Member of the National Assembly
- In office 16 June 2002 – 20 June 2017
- Preceded by: Ernest Moutoussamy
- Succeeded by: Justine Benin
- Constituency: Guadeloupe's 2nd constituency

Personal details
- Born: February 20, 1946 (age 79) Le Moule, Guadeloupe, France

= Gabrielle Louis-Carabin =

French politician

Gabrielle Louis-Carabin (born 20 February 1946) is a French politician who has been the mayor of Le Moule since 1989. Prior to her mayoralty she was Deputy Mayor from 1977 to 1989. She also served in the National Assembly from Guadeloupe's 2nd constituency from 2002 to 2017, and as a member of the Regional and Grand councils of Guadeloupe from 1985 to 2002.

==Early life==
Gabrielle Louis-Carabin was born in Le Moule, Guadeloupe, on 20 February 1946.

==Career==
Louis-Carabin was Deputy Mayor of Le Moule from 14 March 1977 to 19 March 1989, and mayor since 20 March 1989. She was a member of the General Council of Guadeloupe from 18 March 1985 to 11 July 2002, and a member of the Regional Council of Guadeloupe from 23 March 1992 to 11 July 2002.

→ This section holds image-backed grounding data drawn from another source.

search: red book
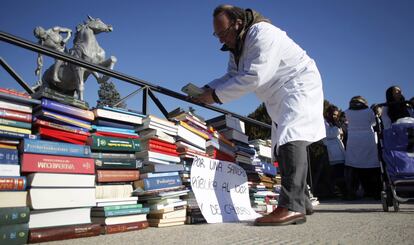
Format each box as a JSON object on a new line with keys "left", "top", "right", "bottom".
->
{"left": 20, "top": 153, "right": 95, "bottom": 174}
{"left": 0, "top": 177, "right": 26, "bottom": 190}
{"left": 211, "top": 149, "right": 235, "bottom": 162}
{"left": 41, "top": 134, "right": 86, "bottom": 145}
{"left": 148, "top": 144, "right": 178, "bottom": 155}
{"left": 29, "top": 223, "right": 101, "bottom": 243}
{"left": 96, "top": 170, "right": 140, "bottom": 182}
{"left": 94, "top": 131, "right": 139, "bottom": 139}
{"left": 34, "top": 119, "right": 90, "bottom": 136}
{"left": 177, "top": 147, "right": 209, "bottom": 157}
{"left": 102, "top": 221, "right": 149, "bottom": 234}
{"left": 148, "top": 148, "right": 179, "bottom": 157}
{"left": 0, "top": 88, "right": 31, "bottom": 98}
{"left": 148, "top": 138, "right": 177, "bottom": 150}
{"left": 38, "top": 127, "right": 88, "bottom": 142}
{"left": 0, "top": 108, "right": 32, "bottom": 122}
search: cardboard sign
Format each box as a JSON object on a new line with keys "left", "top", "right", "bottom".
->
{"left": 191, "top": 156, "right": 261, "bottom": 223}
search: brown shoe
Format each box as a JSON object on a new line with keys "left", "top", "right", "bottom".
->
{"left": 254, "top": 207, "right": 306, "bottom": 226}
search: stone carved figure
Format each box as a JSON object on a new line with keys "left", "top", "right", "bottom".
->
{"left": 38, "top": 16, "right": 117, "bottom": 101}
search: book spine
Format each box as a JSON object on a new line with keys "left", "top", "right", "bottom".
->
{"left": 40, "top": 133, "right": 86, "bottom": 146}
{"left": 90, "top": 152, "right": 135, "bottom": 159}
{"left": 0, "top": 109, "right": 32, "bottom": 123}
{"left": 38, "top": 127, "right": 88, "bottom": 142}
{"left": 41, "top": 98, "right": 94, "bottom": 121}
{"left": 34, "top": 119, "right": 90, "bottom": 135}
{"left": 36, "top": 110, "right": 91, "bottom": 130}
{"left": 148, "top": 138, "right": 177, "bottom": 149}
{"left": 20, "top": 153, "right": 95, "bottom": 174}
{"left": 0, "top": 129, "right": 37, "bottom": 140}
{"left": 29, "top": 224, "right": 100, "bottom": 243}
{"left": 136, "top": 176, "right": 182, "bottom": 191}
{"left": 94, "top": 131, "right": 139, "bottom": 139}
{"left": 94, "top": 119, "right": 136, "bottom": 129}
{"left": 94, "top": 109, "right": 142, "bottom": 125}
{"left": 102, "top": 221, "right": 148, "bottom": 235}
{"left": 0, "top": 207, "right": 30, "bottom": 225}
{"left": 180, "top": 121, "right": 210, "bottom": 139}
{"left": 21, "top": 139, "right": 91, "bottom": 158}
{"left": 0, "top": 125, "right": 31, "bottom": 135}
{"left": 94, "top": 159, "right": 142, "bottom": 169}
{"left": 88, "top": 135, "right": 140, "bottom": 152}
{"left": 102, "top": 106, "right": 145, "bottom": 117}
{"left": 141, "top": 171, "right": 179, "bottom": 179}
{"left": 0, "top": 177, "right": 26, "bottom": 191}
{"left": 0, "top": 223, "right": 29, "bottom": 244}
{"left": 96, "top": 170, "right": 140, "bottom": 182}
{"left": 0, "top": 99, "right": 32, "bottom": 113}
{"left": 92, "top": 125, "right": 136, "bottom": 134}
{"left": 147, "top": 143, "right": 177, "bottom": 154}
{"left": 0, "top": 118, "right": 31, "bottom": 129}
{"left": 0, "top": 88, "right": 30, "bottom": 98}
{"left": 0, "top": 148, "right": 18, "bottom": 164}
{"left": 147, "top": 147, "right": 179, "bottom": 157}
{"left": 96, "top": 207, "right": 150, "bottom": 217}
{"left": 93, "top": 204, "right": 143, "bottom": 211}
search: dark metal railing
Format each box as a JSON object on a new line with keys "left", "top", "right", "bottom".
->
{"left": 0, "top": 31, "right": 270, "bottom": 129}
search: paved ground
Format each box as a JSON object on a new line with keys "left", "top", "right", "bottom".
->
{"left": 37, "top": 199, "right": 414, "bottom": 245}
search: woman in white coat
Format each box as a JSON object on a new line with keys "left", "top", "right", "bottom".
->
{"left": 194, "top": 5, "right": 325, "bottom": 226}
{"left": 380, "top": 86, "right": 414, "bottom": 129}
{"left": 344, "top": 96, "right": 381, "bottom": 200}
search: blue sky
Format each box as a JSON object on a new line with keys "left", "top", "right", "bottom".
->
{"left": 1, "top": 0, "right": 413, "bottom": 121}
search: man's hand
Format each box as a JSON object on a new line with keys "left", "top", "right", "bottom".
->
{"left": 192, "top": 87, "right": 216, "bottom": 105}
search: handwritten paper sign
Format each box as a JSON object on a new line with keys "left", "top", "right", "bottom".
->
{"left": 191, "top": 156, "right": 261, "bottom": 223}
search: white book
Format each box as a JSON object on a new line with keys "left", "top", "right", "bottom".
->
{"left": 96, "top": 196, "right": 138, "bottom": 207}
{"left": 29, "top": 207, "right": 91, "bottom": 229}
{"left": 220, "top": 128, "right": 249, "bottom": 144}
{"left": 29, "top": 188, "right": 96, "bottom": 209}
{"left": 95, "top": 184, "right": 133, "bottom": 199}
{"left": 137, "top": 120, "right": 178, "bottom": 136}
{"left": 91, "top": 213, "right": 147, "bottom": 225}
{"left": 139, "top": 129, "right": 176, "bottom": 144}
{"left": 0, "top": 164, "right": 20, "bottom": 176}
{"left": 176, "top": 140, "right": 205, "bottom": 152}
{"left": 142, "top": 157, "right": 173, "bottom": 165}
{"left": 148, "top": 216, "right": 186, "bottom": 224}
{"left": 27, "top": 173, "right": 95, "bottom": 187}
{"left": 146, "top": 197, "right": 182, "bottom": 205}
{"left": 93, "top": 108, "right": 143, "bottom": 125}
{"left": 0, "top": 191, "right": 28, "bottom": 208}
{"left": 0, "top": 99, "right": 32, "bottom": 113}
{"left": 181, "top": 83, "right": 204, "bottom": 97}
{"left": 177, "top": 125, "right": 206, "bottom": 150}
{"left": 136, "top": 151, "right": 180, "bottom": 163}
{"left": 148, "top": 209, "right": 186, "bottom": 219}
{"left": 146, "top": 200, "right": 187, "bottom": 211}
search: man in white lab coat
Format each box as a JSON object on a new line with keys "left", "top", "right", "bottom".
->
{"left": 194, "top": 5, "right": 325, "bottom": 226}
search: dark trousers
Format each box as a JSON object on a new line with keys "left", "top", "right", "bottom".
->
{"left": 276, "top": 141, "right": 312, "bottom": 214}
{"left": 344, "top": 166, "right": 382, "bottom": 199}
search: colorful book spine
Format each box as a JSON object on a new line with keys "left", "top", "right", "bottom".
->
{"left": 90, "top": 152, "right": 135, "bottom": 159}
{"left": 21, "top": 139, "right": 91, "bottom": 158}
{"left": 0, "top": 125, "right": 31, "bottom": 135}
{"left": 102, "top": 106, "right": 145, "bottom": 117}
{"left": 0, "top": 223, "right": 29, "bottom": 245}
{"left": 0, "top": 118, "right": 31, "bottom": 129}
{"left": 29, "top": 224, "right": 100, "bottom": 243}
{"left": 0, "top": 92, "right": 39, "bottom": 105}
{"left": 94, "top": 158, "right": 142, "bottom": 169}
{"left": 91, "top": 125, "right": 137, "bottom": 134}
{"left": 146, "top": 146, "right": 179, "bottom": 157}
{"left": 0, "top": 207, "right": 30, "bottom": 225}
{"left": 0, "top": 108, "right": 31, "bottom": 123}
{"left": 40, "top": 98, "right": 94, "bottom": 121}
{"left": 0, "top": 177, "right": 26, "bottom": 191}
{"left": 96, "top": 170, "right": 140, "bottom": 182}
{"left": 180, "top": 121, "right": 210, "bottom": 139}
{"left": 140, "top": 171, "right": 179, "bottom": 179}
{"left": 20, "top": 153, "right": 95, "bottom": 174}
{"left": 37, "top": 127, "right": 88, "bottom": 142}
{"left": 0, "top": 88, "right": 30, "bottom": 98}
{"left": 134, "top": 175, "right": 182, "bottom": 191}
{"left": 33, "top": 119, "right": 90, "bottom": 134}
{"left": 102, "top": 221, "right": 148, "bottom": 235}
{"left": 40, "top": 133, "right": 86, "bottom": 145}
{"left": 92, "top": 207, "right": 150, "bottom": 217}
{"left": 34, "top": 109, "right": 92, "bottom": 130}
{"left": 87, "top": 135, "right": 140, "bottom": 152}
{"left": 93, "top": 108, "right": 143, "bottom": 125}
{"left": 0, "top": 148, "right": 18, "bottom": 164}
{"left": 92, "top": 204, "right": 143, "bottom": 211}
{"left": 0, "top": 99, "right": 32, "bottom": 113}
{"left": 148, "top": 138, "right": 177, "bottom": 149}
{"left": 94, "top": 131, "right": 139, "bottom": 139}
{"left": 0, "top": 129, "right": 37, "bottom": 140}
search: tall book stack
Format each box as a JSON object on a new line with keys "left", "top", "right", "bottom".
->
{"left": 89, "top": 106, "right": 148, "bottom": 234}
{"left": 32, "top": 88, "right": 93, "bottom": 144}
{"left": 20, "top": 139, "right": 99, "bottom": 243}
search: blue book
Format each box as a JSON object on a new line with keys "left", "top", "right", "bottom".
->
{"left": 91, "top": 207, "right": 150, "bottom": 217}
{"left": 261, "top": 163, "right": 277, "bottom": 177}
{"left": 134, "top": 175, "right": 182, "bottom": 191}
{"left": 0, "top": 118, "right": 32, "bottom": 129}
{"left": 21, "top": 139, "right": 91, "bottom": 158}
{"left": 40, "top": 98, "right": 94, "bottom": 121}
{"left": 0, "top": 129, "right": 37, "bottom": 140}
{"left": 0, "top": 148, "right": 18, "bottom": 164}
{"left": 91, "top": 125, "right": 136, "bottom": 134}
{"left": 94, "top": 119, "right": 135, "bottom": 129}
{"left": 140, "top": 171, "right": 179, "bottom": 179}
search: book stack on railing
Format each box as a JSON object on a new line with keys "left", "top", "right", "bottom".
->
{"left": 167, "top": 108, "right": 208, "bottom": 224}
{"left": 20, "top": 139, "right": 98, "bottom": 243}
{"left": 88, "top": 106, "right": 148, "bottom": 234}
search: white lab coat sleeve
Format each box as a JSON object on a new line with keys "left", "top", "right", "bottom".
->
{"left": 206, "top": 54, "right": 238, "bottom": 89}
{"left": 213, "top": 25, "right": 282, "bottom": 104}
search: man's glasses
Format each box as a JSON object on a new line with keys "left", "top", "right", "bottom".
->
{"left": 213, "top": 24, "right": 234, "bottom": 38}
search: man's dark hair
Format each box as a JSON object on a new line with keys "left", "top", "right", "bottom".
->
{"left": 213, "top": 4, "right": 245, "bottom": 23}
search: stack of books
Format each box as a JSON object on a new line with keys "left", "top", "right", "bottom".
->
{"left": 0, "top": 87, "right": 37, "bottom": 141}
{"left": 136, "top": 115, "right": 178, "bottom": 137}
{"left": 89, "top": 106, "right": 148, "bottom": 233}
{"left": 249, "top": 139, "right": 273, "bottom": 164}
{"left": 0, "top": 126, "right": 30, "bottom": 245}
{"left": 20, "top": 139, "right": 98, "bottom": 243}
{"left": 32, "top": 89, "right": 94, "bottom": 144}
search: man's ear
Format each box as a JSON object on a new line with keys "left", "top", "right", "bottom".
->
{"left": 234, "top": 19, "right": 243, "bottom": 31}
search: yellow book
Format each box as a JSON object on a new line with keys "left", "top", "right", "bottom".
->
{"left": 0, "top": 125, "right": 31, "bottom": 134}
{"left": 0, "top": 143, "right": 17, "bottom": 149}
{"left": 179, "top": 121, "right": 209, "bottom": 140}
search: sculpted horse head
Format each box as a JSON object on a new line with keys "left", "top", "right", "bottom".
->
{"left": 41, "top": 15, "right": 117, "bottom": 101}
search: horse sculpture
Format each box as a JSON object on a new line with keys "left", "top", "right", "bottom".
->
{"left": 40, "top": 16, "right": 117, "bottom": 101}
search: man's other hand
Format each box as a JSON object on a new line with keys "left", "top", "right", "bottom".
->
{"left": 192, "top": 87, "right": 216, "bottom": 105}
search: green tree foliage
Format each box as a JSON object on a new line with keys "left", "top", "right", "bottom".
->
{"left": 245, "top": 103, "right": 271, "bottom": 140}
{"left": 96, "top": 80, "right": 126, "bottom": 108}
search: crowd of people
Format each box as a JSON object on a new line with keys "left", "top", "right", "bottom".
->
{"left": 313, "top": 86, "right": 414, "bottom": 200}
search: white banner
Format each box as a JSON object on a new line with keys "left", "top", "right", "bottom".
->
{"left": 191, "top": 156, "right": 261, "bottom": 223}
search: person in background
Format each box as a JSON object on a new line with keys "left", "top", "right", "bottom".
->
{"left": 344, "top": 96, "right": 381, "bottom": 200}
{"left": 381, "top": 86, "right": 414, "bottom": 129}
{"left": 193, "top": 4, "right": 325, "bottom": 225}
{"left": 323, "top": 105, "right": 346, "bottom": 198}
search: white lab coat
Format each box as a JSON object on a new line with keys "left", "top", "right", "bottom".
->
{"left": 344, "top": 108, "right": 380, "bottom": 168}
{"left": 322, "top": 121, "right": 345, "bottom": 165}
{"left": 207, "top": 22, "right": 325, "bottom": 155}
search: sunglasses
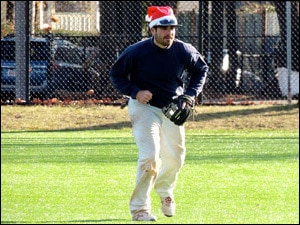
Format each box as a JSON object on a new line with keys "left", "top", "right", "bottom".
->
{"left": 154, "top": 18, "right": 179, "bottom": 27}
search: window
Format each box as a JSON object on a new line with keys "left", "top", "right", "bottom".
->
{"left": 55, "top": 1, "right": 90, "bottom": 13}
{"left": 1, "top": 40, "right": 49, "bottom": 61}
{"left": 55, "top": 47, "right": 83, "bottom": 65}
{"left": 1, "top": 41, "right": 15, "bottom": 60}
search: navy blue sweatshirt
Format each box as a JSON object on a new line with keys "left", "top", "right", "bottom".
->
{"left": 109, "top": 37, "right": 208, "bottom": 109}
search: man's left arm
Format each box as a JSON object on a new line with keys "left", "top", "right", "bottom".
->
{"left": 185, "top": 56, "right": 209, "bottom": 98}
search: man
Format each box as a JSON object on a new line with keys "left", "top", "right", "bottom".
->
{"left": 109, "top": 6, "right": 208, "bottom": 222}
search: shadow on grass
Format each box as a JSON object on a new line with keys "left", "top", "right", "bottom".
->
{"left": 1, "top": 219, "right": 128, "bottom": 224}
{"left": 1, "top": 103, "right": 298, "bottom": 133}
{"left": 186, "top": 151, "right": 299, "bottom": 163}
{"left": 1, "top": 133, "right": 298, "bottom": 164}
{"left": 0, "top": 121, "right": 133, "bottom": 133}
{"left": 192, "top": 103, "right": 299, "bottom": 121}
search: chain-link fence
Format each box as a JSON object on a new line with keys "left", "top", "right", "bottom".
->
{"left": 1, "top": 1, "right": 299, "bottom": 104}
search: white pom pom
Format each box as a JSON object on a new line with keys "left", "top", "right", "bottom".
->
{"left": 145, "top": 15, "right": 152, "bottom": 22}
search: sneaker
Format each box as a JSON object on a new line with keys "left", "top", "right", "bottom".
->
{"left": 132, "top": 211, "right": 157, "bottom": 221}
{"left": 161, "top": 196, "right": 175, "bottom": 217}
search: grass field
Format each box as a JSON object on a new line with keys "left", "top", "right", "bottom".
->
{"left": 1, "top": 104, "right": 299, "bottom": 224}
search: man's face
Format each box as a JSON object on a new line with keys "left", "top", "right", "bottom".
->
{"left": 151, "top": 26, "right": 176, "bottom": 48}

In the 2002 election Louis-Carabin won a seat in the National Assembly from Guadeloupe's 2nd constituency. During her tenure in the assembly she served on the Social Affairs committee. She was president of the parliamentary friendship group with the Dominican Republic and vice-president of the friendship group with Haiti. During the 2012 presidential election she supported François Hollande.

During the 2012 French legislative election in Guadeloupe, Louis-Carabin was reelected as a divers gauche (miscellaneous left) candidate with 71.75% of the vote in the second round against the UMP candidate Laurent Bernier.

==Personal life==
Louis-Carabin's first husband was André Manicom.

==Political positions==
In 2013, Louis-Carabin was one of four members of the Socialists and affiliated group that voted against the recognition of same-sex marriage.